Artikel ini dibuat secara sadar dan penuh tanggungjawab untuk berbagi pandangan dalam ajang lomba blog yang diadakan oleh Universitas Negeri Yogyakarta (UNY) dalam rangka Dies Natalis UNY ke-61. Artikel ini fokus pada sub tema transformasi teknologi dalam pendidikan yang menyorot teknologi AI dan peran UNY dalam satu tri dharma perguruan tinggi yaitu penelitian. Terima kasih telah membaca!

Referensi
- Hwang, G., Xie, H., Wah, B. W., & Gašević, D. (2020). Vision, challenges, roles and research issues of Artificial Intelligence in Education. Computers and Education Artificial Intelligence, 1, Article 100001. https://doi.org/10.1016/j.caeai.2020.100001 ↩︎
- Wang, S., Wang, F., Zhu, Z., Wang, J., Tran, T., & Du, Z. (2024). Artificial intelligence in education: A systematic literature review. Expert Systems With Applications, 252, Article 124167. https://doi.org/10.1016/j.eswa.2024.124167 ↩︎
- Park, J. S., Zou, C. Q., Shaw, A., Hill, B. M., Cai, C., Morris, M. R., Willer, R., Liang, P., & Bernstein, M. S. (2024). Generative agent simulations of 1,000 people. arXiv (Cornell University). https://doi.org/10.48550/arxiv.2411.10109 ↩︎
- Creswell, J. W. (2016). Riset Pendidikan: Perencanaan, Pelaksanaan, dan Evaluasi Riset Kualitataif & Kuantitatif (4th ed.). Pustaka Belajar. ↩︎
Kalau aku kurang setuju sih, nggak masalah pake AI, yang penting kan ide itu dari kita. AI itu kan buat tulisan aja untuk kita. Dosen-dosenku juga melakukan hal itu. Mereka sebulan bisa ngasilin beberapa tulisan ilmiah, cuma modal ide doang.

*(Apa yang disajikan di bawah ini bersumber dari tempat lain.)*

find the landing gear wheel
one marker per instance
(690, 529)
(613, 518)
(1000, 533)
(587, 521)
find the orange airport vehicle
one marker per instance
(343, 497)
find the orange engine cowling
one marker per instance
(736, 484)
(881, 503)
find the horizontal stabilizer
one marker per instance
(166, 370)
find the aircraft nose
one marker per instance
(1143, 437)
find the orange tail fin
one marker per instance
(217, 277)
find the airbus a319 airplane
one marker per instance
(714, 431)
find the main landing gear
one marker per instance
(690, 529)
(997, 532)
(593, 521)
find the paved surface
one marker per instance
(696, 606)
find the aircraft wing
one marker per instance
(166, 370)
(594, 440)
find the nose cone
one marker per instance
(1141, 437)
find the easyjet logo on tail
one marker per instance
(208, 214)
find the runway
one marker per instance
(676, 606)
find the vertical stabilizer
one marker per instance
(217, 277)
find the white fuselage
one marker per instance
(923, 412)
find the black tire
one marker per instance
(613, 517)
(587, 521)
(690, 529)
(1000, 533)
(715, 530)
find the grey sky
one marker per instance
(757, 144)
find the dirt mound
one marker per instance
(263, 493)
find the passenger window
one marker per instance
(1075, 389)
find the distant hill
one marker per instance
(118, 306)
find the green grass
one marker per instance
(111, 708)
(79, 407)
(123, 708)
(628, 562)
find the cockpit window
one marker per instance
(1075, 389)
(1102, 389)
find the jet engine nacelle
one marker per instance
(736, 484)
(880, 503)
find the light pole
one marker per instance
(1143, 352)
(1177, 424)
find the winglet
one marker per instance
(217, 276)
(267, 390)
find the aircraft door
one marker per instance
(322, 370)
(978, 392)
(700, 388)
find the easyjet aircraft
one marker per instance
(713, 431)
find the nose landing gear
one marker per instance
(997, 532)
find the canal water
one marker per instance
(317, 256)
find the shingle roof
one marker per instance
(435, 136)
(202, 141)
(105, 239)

Menarik opininya Mas Miftah. Banyak dosen yang melakukan itu sih memang akhir-akhir ini. Dengan bantuan AI, mereka menghasilkan karya yang jumlahnya sangat banyak. Bahkan nggak logis saking banyaknya. Terlepas dari itu semua, saya tetap mengembalikan hal ini ke ranah birokasi kampus sih. Di samping itu juga, kesadaran masing-masing individu yang meneliti sangat menentukan. Motivasi apa mereka meneliti menentukan cara mereka menyajikan penelitian.
Artikel yang menarik. Lain kali coba bahas hukum pake AI untuk analisis data mas.
Bisa mas Abdul, saya pernah juga kok bahas AI untuk analisis data. Link-nya ini: https://mashuda.id/cara-uji-normalitas-dengan-chat-gpt/. Ya belum sampai bahas hukum AI untuk analisis data sih. Kapan-kapan saja, hehehe…
Artikel yang bagus. Terima kasih atas ilmunya Mas Hud.
Setuju mas. Kampus harusnya lebih tegas sih dalam hal AI ini. Nggak cuman gembor-gembor saja AI, AI, dan AI. Tapi regulasi harus diterbitkan secara pasti sih. Karena udah nggak ada bedanya rasanya karya sendiri sama karya AI. Saya lihat temen-temen saya buat jurnal pake AI, dan diterima. Nggak tahu deh gimana kampus ke depannya ini.